Fetch.AI’s Autonomous Economic Agents (AEAs) rely on a blockchain ledger for their transaction records. This blockchain is protected by a trust system which is overlaid onto the network connectivity and run on a per-node basis. Each of the nodes may be performing one or more of the varied roles in the distributed ledger. These roles include serving as a participant in the consensus or maintaining one or more of the data lanes.
The trust model encourages nodes to connect to each other when there is new information available. This information may include the existence of new blocks in the chain, new transactions or data about new nodes joining the network.

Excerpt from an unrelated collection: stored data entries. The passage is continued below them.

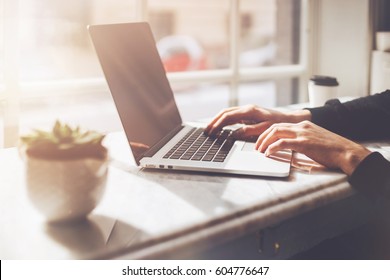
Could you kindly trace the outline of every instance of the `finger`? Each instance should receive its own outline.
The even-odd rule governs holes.
[[[296,147],[297,140],[296,139],[279,139],[268,146],[265,150],[265,156],[273,155],[282,150],[294,150]]]
[[[255,145],[256,150],[259,150],[261,143],[263,143],[264,139],[268,136],[268,134],[271,133],[272,129],[274,129],[274,127],[276,125],[277,124],[271,125],[262,134],[260,134],[259,138],[257,138],[257,141],[256,141],[256,145]]]
[[[278,124],[268,128],[257,139],[256,148],[263,153],[269,145],[281,138],[296,138],[296,132],[290,124]]]
[[[230,108],[226,108],[226,109],[223,109],[222,111],[220,111],[212,120],[211,122],[207,125],[207,127],[205,128],[205,132],[206,133],[209,133],[210,130],[213,128],[214,124],[226,113],[228,112],[231,112],[231,111],[234,111],[234,110],[237,110],[238,107],[230,107]]]
[[[272,125],[272,122],[261,122],[254,125],[245,125],[233,132],[233,137],[235,139],[247,140],[253,138],[253,136],[259,136],[267,128]]]
[[[223,127],[236,123],[253,123],[253,120],[249,118],[248,112],[245,110],[237,109],[225,112],[208,130],[208,133],[213,135],[219,132]]]
[[[261,143],[264,142],[264,139],[276,128],[279,128],[281,129],[282,127],[292,127],[292,126],[295,126],[296,124],[292,124],[292,123],[275,123],[275,124],[272,124],[270,127],[268,127],[262,134],[260,134],[259,138],[257,139],[256,141],[256,150],[259,150],[260,148],[260,145]]]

The model also encourages nodes to disregard connectivity which provides ‘bad’ information such as blocks that have been seen before or which have an invalid proof.
We developed a narrow interface between the core of the node’s network software and the trust model. Parts of the networking and ledger code are then able to push feedback into the system through that interface. In addition, a query interface can suggest new peers to try and connect to. This enabled our applied maths research group to develop their more complicated trust dynamics system while allowing parallel development of the networking code. To test this, we implemented a simple heuristic-based model and proceeded with integrating the trust-feedback elements into the networking code developed by the main ledger team. You can read more about the work of the ledger team by reading our article about lead software engineer Edward Fitzgerald.
Our approach successfully resulted in faster delivery of the trust subsystem. The deliberate narrowness of the interface meant that delivery of the code from the research group was able to be seamlessly integrated. Indeed, for a while, the two systems were selectable with a command-line flag.
The diagram above shows how feedback informs the trust model. The Trust “Director” periodically examines the current network state, chooses a set of suitable peers based on the trust scores and issues commands so that the network sub-system maintains semi-static links to a number of nodes that are perceived to be ‘good’ and also to a number of ‘speculative’ links to other nodes. Data flowing over these links allow us to up or down rate the links. A sufficiently useful speculative link will become semi-static and replace a less useful link.